The same year the Rhinos died, I conducted my own modest experiment in joke politics, using the low-stakes laboratory of university student politics. Locking the students' union presidency in my crosshairs, I erected a platform of utmost simplicity. My goal was to actively solicit zero votes. Impossible? Only time would tell.
In what I fancied to be high Rhino-esque fashion, I stumped hard, explicit in my desire for nothing less than, well, nothing. Every public appearance offered a fresh stage for guerilla theatre. When windbag candidates forced strict time limits during a tightly-scheduled rally, I delivered precisely 120 seconds of blank-faced silence.

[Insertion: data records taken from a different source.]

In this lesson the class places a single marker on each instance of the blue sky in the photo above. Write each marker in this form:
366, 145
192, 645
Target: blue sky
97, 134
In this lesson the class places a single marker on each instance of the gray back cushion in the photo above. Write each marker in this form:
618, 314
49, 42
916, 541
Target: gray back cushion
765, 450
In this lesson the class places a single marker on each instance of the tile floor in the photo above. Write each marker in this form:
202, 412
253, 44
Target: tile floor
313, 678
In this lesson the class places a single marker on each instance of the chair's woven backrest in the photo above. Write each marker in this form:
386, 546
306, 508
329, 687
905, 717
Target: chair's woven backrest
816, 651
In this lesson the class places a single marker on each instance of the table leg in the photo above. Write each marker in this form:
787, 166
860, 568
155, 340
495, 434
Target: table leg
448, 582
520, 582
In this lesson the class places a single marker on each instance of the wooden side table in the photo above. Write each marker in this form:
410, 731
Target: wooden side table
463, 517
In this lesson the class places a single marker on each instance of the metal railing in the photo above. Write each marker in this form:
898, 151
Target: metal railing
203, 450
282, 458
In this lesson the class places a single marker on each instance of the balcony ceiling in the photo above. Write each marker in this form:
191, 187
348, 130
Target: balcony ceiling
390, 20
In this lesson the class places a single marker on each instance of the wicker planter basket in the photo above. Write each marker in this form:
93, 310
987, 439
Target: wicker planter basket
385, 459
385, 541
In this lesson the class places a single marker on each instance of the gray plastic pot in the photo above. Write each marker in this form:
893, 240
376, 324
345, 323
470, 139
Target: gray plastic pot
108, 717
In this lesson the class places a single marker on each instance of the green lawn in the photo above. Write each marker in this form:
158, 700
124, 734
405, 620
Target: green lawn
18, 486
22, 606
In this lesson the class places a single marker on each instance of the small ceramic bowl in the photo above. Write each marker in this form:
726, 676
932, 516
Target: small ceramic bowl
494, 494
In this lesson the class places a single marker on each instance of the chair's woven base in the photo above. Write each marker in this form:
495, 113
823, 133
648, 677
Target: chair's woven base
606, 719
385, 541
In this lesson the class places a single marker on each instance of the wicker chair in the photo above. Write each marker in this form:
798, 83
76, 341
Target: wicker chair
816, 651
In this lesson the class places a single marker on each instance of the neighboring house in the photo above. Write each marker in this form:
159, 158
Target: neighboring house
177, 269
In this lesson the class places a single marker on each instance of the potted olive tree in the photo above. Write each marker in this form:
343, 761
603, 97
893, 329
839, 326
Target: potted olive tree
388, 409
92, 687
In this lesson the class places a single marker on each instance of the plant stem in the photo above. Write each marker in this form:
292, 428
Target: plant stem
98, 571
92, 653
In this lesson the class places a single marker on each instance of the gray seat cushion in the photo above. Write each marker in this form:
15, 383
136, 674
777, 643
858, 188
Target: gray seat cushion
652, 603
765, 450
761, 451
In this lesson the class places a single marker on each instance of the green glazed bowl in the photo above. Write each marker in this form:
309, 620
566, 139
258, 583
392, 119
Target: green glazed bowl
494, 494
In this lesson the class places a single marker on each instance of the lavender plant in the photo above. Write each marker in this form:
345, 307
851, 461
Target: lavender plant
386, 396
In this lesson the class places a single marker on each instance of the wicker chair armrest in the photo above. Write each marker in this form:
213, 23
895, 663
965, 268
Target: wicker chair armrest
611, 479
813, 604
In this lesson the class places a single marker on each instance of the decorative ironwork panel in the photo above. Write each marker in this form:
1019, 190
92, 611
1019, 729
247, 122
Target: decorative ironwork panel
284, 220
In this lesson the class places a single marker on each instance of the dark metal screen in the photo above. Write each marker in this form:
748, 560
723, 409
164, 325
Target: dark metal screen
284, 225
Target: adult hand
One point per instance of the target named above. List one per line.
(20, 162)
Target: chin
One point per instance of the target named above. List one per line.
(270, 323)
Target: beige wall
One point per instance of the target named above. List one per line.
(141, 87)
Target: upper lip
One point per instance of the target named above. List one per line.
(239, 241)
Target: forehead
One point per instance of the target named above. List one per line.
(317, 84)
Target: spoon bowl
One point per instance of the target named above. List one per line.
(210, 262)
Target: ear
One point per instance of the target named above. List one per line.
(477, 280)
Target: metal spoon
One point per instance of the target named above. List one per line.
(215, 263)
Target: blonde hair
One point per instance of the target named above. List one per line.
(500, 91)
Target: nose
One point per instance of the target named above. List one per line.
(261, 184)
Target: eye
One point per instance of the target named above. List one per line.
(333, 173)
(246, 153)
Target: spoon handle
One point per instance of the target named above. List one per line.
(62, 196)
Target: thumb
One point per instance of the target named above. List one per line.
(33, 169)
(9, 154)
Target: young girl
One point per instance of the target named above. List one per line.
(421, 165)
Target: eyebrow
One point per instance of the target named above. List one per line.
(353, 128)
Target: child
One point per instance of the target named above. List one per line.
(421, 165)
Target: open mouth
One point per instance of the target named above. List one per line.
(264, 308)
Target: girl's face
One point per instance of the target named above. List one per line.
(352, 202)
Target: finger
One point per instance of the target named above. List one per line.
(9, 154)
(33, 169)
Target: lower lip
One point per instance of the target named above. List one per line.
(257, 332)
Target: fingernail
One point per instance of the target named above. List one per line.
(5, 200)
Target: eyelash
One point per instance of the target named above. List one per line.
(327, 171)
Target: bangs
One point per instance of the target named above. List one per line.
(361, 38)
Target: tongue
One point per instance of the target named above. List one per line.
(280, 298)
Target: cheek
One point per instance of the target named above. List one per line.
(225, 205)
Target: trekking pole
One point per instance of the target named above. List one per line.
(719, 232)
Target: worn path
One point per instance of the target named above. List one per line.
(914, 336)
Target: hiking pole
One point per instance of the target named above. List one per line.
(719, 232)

During another event, I turned the floor over to a belligerent clown with three-day growth erupting from slapdash greasepaint. ("You guys like balloon animals?" he asked, fingering a limp piece of rubber while sucking on a cigarette. "Here you go. It's a worm.") So it went.
In the end, 112 adults saw fit to vote for someone who unequivocally did not wish to be elected. I placed nowhere close to first (or second, or third...) but I did manage to beat two serious candidates. It was a touch unsettling.
Assisted suicide ain't got nuthin' on my crisis of conscience. I'm seriously jonesing for Rhino hi-jinx and I cherish their (your, my) democratic right to yuk it up on the stump. Trouble is, the stakes are way too high to risk any degree of Nader effect-I simply don't trust the electorate to enjoy the satire and yet not spoil the fun by, y'know, voting for it. When empires (however provisional) are being built on scraps, I'm wary of dropping any crumbs. Even if it means forgoing some much-needed shits'n'giggles.
To joke, or not to joke? Alas, it may be time for this chicken to cross the floor. And that just ain't funny.